According to Stewart, the College of Food, Agricultural and Environmental Sciences and the College of Engineering began directly enrolling freshmen in the early 1980s. This fall, Food, Agricultural and Environmental Sciences has about 200 directly enrolled students, while Engineering has 860, according to Linda Katunich, coordinator of enrollment reporting and research in the Office of Enrollment Services.
The largest increase in direct enrollment this year is in the Colleges of the Arts and Sciences, which increased their number of directly enrolled freshmen from 380 to 755. The Colleges of the Arts and Sciences is a federation of five colleges: Arts, Biological Sciences, Humanities, Mathematical and Physical Sciences, and Social and Behavioral Sciences. Together the colleges are Ohio State's largest unit, with some 10,000 undergraduates.
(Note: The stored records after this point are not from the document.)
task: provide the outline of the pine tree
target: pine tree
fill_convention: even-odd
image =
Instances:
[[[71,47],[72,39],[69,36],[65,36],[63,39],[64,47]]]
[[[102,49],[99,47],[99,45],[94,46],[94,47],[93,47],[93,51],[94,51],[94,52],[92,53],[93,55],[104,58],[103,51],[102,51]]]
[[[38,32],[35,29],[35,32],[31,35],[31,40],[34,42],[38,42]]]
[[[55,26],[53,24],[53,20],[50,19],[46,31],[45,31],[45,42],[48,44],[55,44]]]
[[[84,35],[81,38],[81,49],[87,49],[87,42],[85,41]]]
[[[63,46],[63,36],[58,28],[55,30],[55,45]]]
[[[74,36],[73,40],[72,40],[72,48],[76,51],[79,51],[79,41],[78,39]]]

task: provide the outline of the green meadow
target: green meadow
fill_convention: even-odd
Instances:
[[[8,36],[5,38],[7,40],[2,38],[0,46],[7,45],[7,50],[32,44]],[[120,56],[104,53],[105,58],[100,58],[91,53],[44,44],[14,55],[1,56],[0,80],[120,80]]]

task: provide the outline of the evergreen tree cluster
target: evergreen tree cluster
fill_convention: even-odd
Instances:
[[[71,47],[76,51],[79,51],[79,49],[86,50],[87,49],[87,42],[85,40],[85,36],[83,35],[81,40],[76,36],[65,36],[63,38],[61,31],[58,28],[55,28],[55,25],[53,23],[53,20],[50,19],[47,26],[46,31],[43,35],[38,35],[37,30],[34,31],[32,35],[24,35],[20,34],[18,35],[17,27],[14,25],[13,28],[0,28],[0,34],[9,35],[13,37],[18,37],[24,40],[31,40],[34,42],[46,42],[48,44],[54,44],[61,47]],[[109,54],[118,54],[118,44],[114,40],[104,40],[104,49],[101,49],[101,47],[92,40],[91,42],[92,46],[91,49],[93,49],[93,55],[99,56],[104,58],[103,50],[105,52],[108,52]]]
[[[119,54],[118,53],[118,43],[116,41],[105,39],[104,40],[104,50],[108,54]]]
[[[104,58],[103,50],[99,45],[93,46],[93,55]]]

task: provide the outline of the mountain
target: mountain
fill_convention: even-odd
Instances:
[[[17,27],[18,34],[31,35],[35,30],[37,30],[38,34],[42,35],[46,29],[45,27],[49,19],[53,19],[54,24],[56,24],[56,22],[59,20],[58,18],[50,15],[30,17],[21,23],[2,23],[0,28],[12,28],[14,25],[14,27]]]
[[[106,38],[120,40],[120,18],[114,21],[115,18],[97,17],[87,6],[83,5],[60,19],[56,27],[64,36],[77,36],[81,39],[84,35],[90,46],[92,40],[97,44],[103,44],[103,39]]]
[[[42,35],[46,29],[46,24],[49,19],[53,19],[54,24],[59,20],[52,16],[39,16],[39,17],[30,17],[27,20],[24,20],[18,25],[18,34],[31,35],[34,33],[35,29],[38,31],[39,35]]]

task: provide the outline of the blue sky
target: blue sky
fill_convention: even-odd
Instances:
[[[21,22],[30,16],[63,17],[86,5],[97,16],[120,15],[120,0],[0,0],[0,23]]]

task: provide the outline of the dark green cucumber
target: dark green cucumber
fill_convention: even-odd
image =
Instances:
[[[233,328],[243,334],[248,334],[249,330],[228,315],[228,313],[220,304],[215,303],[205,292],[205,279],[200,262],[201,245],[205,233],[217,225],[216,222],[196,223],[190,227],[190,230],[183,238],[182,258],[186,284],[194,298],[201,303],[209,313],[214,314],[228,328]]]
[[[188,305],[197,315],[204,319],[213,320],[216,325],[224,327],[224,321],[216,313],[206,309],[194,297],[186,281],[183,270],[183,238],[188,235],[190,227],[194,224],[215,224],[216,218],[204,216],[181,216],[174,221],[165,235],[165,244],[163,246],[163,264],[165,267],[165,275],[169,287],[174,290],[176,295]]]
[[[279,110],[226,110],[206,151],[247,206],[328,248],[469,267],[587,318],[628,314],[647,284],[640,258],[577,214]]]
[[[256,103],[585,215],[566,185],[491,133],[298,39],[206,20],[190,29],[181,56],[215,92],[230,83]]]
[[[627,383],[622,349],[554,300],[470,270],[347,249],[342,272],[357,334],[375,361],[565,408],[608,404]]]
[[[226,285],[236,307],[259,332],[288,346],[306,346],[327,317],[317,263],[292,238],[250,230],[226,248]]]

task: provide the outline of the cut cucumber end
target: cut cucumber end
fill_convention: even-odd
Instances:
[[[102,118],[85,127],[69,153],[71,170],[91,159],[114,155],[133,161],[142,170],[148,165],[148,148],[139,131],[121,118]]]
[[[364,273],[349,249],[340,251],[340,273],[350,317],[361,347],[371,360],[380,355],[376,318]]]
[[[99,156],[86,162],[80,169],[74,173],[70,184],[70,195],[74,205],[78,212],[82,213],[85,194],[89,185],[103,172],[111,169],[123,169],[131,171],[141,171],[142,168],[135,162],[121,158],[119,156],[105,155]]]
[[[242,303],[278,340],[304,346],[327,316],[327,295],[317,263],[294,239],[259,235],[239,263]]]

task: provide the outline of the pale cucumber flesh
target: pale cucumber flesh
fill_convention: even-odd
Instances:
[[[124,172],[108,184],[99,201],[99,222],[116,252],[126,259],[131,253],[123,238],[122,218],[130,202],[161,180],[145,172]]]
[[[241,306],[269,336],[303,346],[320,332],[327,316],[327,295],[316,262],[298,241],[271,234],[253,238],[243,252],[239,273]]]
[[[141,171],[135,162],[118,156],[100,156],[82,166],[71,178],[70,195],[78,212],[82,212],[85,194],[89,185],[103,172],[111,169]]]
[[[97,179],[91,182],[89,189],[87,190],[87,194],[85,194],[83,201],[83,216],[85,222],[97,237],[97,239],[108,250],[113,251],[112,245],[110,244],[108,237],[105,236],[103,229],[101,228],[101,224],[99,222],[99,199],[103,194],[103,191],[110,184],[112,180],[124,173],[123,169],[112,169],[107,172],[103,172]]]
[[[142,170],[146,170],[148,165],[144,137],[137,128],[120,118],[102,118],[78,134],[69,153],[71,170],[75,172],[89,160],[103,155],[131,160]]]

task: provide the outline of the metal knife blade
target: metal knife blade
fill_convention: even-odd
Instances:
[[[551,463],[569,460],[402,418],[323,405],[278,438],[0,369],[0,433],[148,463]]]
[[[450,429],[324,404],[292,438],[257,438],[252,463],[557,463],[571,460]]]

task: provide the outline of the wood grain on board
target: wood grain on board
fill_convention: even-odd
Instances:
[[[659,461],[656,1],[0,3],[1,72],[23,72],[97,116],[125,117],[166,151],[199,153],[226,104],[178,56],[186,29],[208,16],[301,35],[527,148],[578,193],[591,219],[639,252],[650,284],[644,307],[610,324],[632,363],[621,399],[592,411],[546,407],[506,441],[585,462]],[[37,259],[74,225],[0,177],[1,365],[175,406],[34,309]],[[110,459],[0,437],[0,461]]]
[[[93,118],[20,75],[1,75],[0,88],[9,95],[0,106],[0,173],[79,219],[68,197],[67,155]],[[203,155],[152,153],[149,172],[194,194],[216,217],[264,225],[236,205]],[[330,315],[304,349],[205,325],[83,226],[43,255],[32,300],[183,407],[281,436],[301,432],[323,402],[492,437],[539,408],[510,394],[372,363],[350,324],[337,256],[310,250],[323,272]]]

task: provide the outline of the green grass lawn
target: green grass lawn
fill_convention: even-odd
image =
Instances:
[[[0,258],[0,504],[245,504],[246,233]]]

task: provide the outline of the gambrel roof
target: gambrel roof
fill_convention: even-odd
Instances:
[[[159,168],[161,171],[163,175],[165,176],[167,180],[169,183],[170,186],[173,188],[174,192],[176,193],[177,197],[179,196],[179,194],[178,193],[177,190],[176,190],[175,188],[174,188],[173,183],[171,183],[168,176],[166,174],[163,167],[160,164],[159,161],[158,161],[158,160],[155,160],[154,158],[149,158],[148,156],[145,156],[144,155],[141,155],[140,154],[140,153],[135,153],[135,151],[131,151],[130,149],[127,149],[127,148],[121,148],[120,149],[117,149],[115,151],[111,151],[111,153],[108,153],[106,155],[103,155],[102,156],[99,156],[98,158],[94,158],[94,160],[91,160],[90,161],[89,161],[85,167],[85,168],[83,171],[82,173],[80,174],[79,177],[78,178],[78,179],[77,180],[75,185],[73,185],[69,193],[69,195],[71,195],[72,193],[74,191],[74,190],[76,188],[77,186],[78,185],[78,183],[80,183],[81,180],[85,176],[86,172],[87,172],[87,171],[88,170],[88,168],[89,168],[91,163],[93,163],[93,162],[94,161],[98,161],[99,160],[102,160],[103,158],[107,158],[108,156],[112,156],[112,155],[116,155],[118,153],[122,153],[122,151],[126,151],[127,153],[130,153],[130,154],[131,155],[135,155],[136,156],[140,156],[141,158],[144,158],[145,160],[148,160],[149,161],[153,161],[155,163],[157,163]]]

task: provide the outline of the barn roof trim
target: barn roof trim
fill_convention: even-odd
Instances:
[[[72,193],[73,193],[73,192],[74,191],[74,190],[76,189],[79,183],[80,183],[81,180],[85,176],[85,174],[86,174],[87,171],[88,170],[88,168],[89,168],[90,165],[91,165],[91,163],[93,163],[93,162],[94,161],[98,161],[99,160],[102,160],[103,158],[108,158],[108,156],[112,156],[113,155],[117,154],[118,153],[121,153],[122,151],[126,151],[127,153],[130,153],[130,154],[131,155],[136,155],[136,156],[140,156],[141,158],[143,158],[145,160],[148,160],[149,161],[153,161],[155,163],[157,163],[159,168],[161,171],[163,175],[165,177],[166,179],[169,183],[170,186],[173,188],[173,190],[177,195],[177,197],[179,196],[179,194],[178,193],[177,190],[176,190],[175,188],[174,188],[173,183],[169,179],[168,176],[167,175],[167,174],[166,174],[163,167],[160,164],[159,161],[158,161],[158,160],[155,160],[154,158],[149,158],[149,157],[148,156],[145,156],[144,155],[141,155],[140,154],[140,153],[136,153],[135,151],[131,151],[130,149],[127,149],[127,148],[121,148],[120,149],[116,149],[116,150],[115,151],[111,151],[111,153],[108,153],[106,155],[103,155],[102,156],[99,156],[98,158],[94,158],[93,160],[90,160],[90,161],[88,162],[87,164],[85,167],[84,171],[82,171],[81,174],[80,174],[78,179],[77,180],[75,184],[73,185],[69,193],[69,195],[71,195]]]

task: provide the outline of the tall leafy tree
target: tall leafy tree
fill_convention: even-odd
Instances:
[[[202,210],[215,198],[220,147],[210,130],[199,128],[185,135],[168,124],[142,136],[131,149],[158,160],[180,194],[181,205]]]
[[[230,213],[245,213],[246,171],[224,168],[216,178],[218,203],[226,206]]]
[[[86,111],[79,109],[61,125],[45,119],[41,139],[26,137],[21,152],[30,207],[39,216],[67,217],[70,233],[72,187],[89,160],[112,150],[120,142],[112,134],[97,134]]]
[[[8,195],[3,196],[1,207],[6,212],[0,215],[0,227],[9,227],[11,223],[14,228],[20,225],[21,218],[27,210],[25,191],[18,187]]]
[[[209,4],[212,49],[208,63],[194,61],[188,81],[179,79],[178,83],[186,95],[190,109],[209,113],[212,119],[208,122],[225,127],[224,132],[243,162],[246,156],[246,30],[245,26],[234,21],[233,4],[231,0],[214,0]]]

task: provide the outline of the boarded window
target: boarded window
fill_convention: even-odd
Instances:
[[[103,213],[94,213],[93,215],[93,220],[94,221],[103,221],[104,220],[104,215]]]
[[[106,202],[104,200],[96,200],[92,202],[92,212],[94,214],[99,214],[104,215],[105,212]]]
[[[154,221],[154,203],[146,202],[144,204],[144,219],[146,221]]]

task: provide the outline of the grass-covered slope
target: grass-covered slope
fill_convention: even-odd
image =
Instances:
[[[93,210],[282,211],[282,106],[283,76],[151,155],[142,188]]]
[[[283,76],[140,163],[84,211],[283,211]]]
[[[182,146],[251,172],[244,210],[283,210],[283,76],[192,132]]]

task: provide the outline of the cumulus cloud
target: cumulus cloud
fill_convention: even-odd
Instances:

Other colleges participating in direct enrollment at Ohio State this autumn include the College of the Arts, which did not directly enroll any freshmen last year but have nearly 200 this year; the College of Nursing, which also adopted the direct enrollment concept this autumn with six entering students; and the Fisher College of Business, which more than doubled its number of direct enrollees from 55 to 120.
Directly enrolled students include those who have met individual academic requirements of the colleges and others who qualify for automatic admission into the University Honors and Scholars Program. Those entering freshmen must have high school test scores of 29 out of 36 on their ACT test or 1,300 out of a possible 1,600 on the SAT. They also must have graduated in the upper 10 percent of their high school class.
In the past, the Colleges of the Arts and Sciences had only enrolled honor students, but this fall the colleges directly enrolled an additional 375 students with ACT scores ranging from 25 to 28, said Jack Cooley, assistant dean. He said the honors students who have been directly enrolled in the unit's five colleges in the past have expressed a high-satisfaction level with their early contact with counselors and faculty members.
"We, by and large, find that students who have decided on a major want pretty early contact with their counselors and faculty," Cooley said. "We find it (direct enrollment in a major) gives students a greater sense of vision, a greater sense of involvement in their academics, and we hope they'll do better academically."
Jay Yutzey, admissions director of the undergraduate program in the Fisher College of Business, said his college is interested in "engaging more high achieving students at the front end of their college careers and having them immediately get involved in an enriched program of study."
Normally, students are not considered for admittance into the Fisher College of Business until they've completed their freshman year with a 3.0 grade point average.
"We're trying to get more freshmen scheduled into an honors program of study so they can complete their freshman year with a stronger academic foundation that will enable more challenging academic opportunities later in their programs," Yutzey said. "The result is that students are better prepared to take best advantage of the academic richness that both the college and the university have to offer."